I want the buffer to look like this:
/home/afrankel/Documents/emacs_test/:
find . \( -iname foo.txt \) -exec ls -ld \{\} \;
-rw-r--r-- 1 afrankel users 4 Nov 30 16:59 a/foo.txt
-rw-r--r-- 1 afrankel users 4 Nov 30 16:59 b/foo.txt
-rw-r--r-- 1 afrankel users 4 Nov 30 16:59 c/foo.txt
-rw-r--r-- 1 afrankel users 4 Nov 30 16:59 c/z/foo.txt
-rw-r--r-- 1 afrankel users 4 Nov 30 16:59 d/foo.txt
-rw-r--r-- 1 afrankel users 4 Nov 30 16:59 e/foo.txt
-rw-r--r-- 1 afrankel users 4 Nov 30 16:59 f/foo.txt
find finished at Fri Nov 30 17:00:41
When you type s in a "normal" Dired buffer, Dired doesn't actually sort the buffer. What it does is to change the value of dired-actual-switches so that it does (or doesn't) contain the -t option ("sort by modification time") and then call revert-buffer which re-runs ls with the new options.
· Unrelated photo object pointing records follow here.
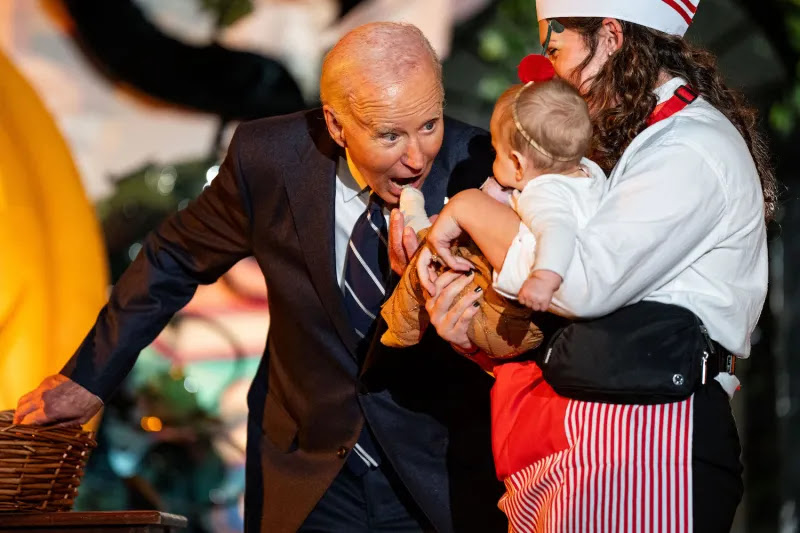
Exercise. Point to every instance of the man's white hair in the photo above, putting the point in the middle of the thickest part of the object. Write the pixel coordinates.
(380, 52)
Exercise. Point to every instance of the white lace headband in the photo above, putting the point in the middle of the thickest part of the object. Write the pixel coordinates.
(525, 134)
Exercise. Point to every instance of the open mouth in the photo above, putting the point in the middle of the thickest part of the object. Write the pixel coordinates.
(402, 183)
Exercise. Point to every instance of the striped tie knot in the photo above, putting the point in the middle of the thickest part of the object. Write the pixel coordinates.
(366, 267)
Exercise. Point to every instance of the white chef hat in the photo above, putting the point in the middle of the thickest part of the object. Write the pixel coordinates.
(669, 16)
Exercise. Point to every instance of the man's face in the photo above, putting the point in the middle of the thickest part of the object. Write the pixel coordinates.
(504, 170)
(394, 132)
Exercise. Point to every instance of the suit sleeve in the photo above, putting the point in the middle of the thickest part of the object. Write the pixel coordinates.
(194, 246)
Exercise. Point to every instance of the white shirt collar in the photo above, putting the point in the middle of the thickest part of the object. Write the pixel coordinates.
(350, 187)
(665, 91)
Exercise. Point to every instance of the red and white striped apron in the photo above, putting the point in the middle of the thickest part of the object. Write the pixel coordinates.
(578, 467)
(604, 468)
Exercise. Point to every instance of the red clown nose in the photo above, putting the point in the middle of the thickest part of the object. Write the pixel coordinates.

This obviously doesn't work in a Dired buffer produced by running find.
What you need to do instead is to arrange to run find with the -s option:
-s Cause find to traverse the file hierarchies in lexicographical
order, i.e., alphabetical order within each directory.
which you can do (for all find-dired commands) by evaluating
(setq find-program "find -s")
Okay, I figured out how to do it using defadvice to automatically change the value of find-ls-option while I'm executing my new wrapper function (find-name-dired-sorted) and then to change it back to its original value.
(defadvice find-name-dired (around find-name-dired-around)
"Advice: Sort output by path name."
(let ((find-ls-option (list "-exec ls -ld {} \\; |sort --key=9")))
ad-do-it))
(defun find-name-dired-sorted (dir pattern)
"Sort the output of find-name-dired by path name."
(interactive
"DFind-name (directory): \nsFind-name (filename wildcard): ")
(ad-activate 'find-name-dired)
(find-name-dired dir pattern)
(ad-deactivate 'find-name-dired))
Here's one way to do it manually via a temporary change to the configuration:
Run M-x customize-group find-dired.
Change the contents of the field "Find Ls Option" . It should initially read "-exec ls -ld {} \;". Append text to make it read "-exec ls -ld {} \; |sort --key=9". (In other words, sort by field 9, which is the full path treated as a single string.)
Set the option for the current session only.
UPDATE: It's better to do use defadvice, as I did in my other (later) answer.